Hi,
we are seeing timeouts or slow connections from FLY machines in some regions to our self–hosted PostgreSQL instance (e.g. SIN → hetzner_FRA). Traffic goes through fly-wireguard VPN.
The query we issue is quite big: 30 MB data returned and 5-10 secs execution time.
“good” regions complete the query in 7s
”broken” regions take 30s or way more
Do you recommend and special connection options (pg driver / network stack) to mitigate that problem?
Any help is highly appreaciated.
For regions as far as SIN → FRA on another provider, slower / more unstable connection is, to be frank, somewhat expected, since all traffic ultimately goes through the public Internet. To determine if the Internet is at fault here, you may try a mtr from inside your Fly machines in SIN to the public IP (not the Wireguard VPN IP) of the Hetzner FRA instance.
If you are connecting to the Fly 6PN network using Fly’s wireguard gateways, keep in mind that they are more geared towards one-off usage to access your production environment from e.g. dev laptops, instead of high-traffic production purposes. Every connection through the Wireguard interface has an extra hop in the middle that might limit your throughput. We’d recommend a peer-to-peer VPN such as Tailscale for this purpose instead, as it should be able to establish a direct connection between Hetzner and your Fly machines, instead of through an extra gateway.
Since your PostgreSQL instance acts as the server (the side that sends more data) of the TCP connections here, there are some tricks you can use to optimize throughput on lossy / long-distance connections, such as selecting a better TCP congestion control algorithm. At Fly, we configure all our servers to use BBR by default.
From an architectural point of view, I wonder how much of your app depends on the database instance in FRA? If it is only a subset of the endpoints, maybe it would be better if you used fly-replay to transparently redirect only those endpoints to a Fly region closer to Hetzner FRA, instead of directly connecting to the database from everywhere. PostgreSQL generally works best when network latency is low. Conversely, if your app hard-depends on the database for most requests, running more instances in more regions without scaling out the database itself may not actually be that helpful, even with highly optimized TCP connections to the faraway PostgreSQL instance.

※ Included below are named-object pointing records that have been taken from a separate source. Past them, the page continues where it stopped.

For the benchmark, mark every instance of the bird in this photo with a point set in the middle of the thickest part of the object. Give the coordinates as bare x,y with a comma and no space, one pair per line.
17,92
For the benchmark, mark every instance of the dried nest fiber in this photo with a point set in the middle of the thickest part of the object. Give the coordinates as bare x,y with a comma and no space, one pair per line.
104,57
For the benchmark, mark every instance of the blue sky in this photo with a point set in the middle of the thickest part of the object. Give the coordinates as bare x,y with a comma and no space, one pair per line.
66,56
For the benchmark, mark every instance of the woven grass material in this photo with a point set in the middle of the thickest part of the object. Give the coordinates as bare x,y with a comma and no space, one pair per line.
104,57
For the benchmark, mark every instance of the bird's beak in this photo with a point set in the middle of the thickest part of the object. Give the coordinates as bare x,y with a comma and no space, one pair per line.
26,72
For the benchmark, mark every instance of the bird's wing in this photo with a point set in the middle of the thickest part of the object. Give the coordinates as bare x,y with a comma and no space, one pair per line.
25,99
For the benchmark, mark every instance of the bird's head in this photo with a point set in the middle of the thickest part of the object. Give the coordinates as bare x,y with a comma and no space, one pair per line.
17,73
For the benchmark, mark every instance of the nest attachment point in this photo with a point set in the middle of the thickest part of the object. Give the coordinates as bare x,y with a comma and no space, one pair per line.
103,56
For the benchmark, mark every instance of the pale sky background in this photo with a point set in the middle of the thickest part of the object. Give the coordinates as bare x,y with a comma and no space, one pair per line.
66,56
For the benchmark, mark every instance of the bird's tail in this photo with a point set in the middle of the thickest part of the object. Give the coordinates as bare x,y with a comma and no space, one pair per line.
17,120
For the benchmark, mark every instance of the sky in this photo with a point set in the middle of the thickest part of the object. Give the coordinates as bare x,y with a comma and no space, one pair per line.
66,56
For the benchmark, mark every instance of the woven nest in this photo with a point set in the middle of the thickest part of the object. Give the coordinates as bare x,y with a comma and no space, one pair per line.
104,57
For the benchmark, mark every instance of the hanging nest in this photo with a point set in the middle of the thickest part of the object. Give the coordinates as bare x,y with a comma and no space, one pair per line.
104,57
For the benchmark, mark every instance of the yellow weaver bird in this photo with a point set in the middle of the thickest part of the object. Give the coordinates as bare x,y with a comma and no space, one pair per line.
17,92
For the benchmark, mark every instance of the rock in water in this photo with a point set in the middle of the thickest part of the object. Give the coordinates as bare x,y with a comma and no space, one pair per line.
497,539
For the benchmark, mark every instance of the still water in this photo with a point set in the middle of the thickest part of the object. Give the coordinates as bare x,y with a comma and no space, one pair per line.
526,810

Regarding traffic FROM the fly.io machines .. can we assume that from one organization the IPv6 prefixes are known and constant? I.e. is there a way to whitelist traffic from any fly machine of our org in the firewall?
Unfortunately, no. If you need fixed IPs, the only solution currently is the per-machine egress IP addresses, but it comes with some limitations due to them being bound to machines (for example, bluegreen deployments won’t work nicely). We’re currently working on egress IPs that are scoped to apps instead of machines, but I don’t have an ETA on when that will be generally available.